Сделав безразличное лицо, Миднайт подошел к зеркалу и поправил черный кожаный пиджак. В этот момент Лейси приоткрыла дверь. Джонни надел на палец свое стэнфордское кольцо.
Уронив мишку, Амелия выскочила из засады, Лейси подпрыгнула от испуга и вскрикнула, выполнив правила игры, и вся троица покатилась со смеху.
– Ах ты негодница! – закричала Лейси, подхватив большущего медведя.
– Я первый раз завязала шнурки на кроссовках. Вот! Мистер Миднайт показал как.

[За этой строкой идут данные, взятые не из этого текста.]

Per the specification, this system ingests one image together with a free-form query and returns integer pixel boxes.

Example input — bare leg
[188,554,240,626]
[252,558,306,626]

Он каждое утро показывает мне.
– Здорово, – улыбнулась Лейси.
– Ну, ладно, пойду, пожалуй, – заявила Амелия, подхватывая своего мишку. – А то мама должна прийти – с Эдит. – Амелия выбралась в коридор и уже оттуда крикнула Лейси: – А вы привели Джо?
Лейси оцепенела.
Миднайт отвернулся, почувствовав укол ревности при упоминании Джо.
– Нет… сегодня нет, – пробормотала Лейси.
– Вы познакомите нас когда-нибудь?
Лейси стояла бледная и растерянная.
– Может, как-нибудь удастся.
– Вы всегда так говорите.
Лейси прикрыла дверь. Ей было не по себе. Уж кому, как не ей, было знать, что ему до ее сына не было никакого дела.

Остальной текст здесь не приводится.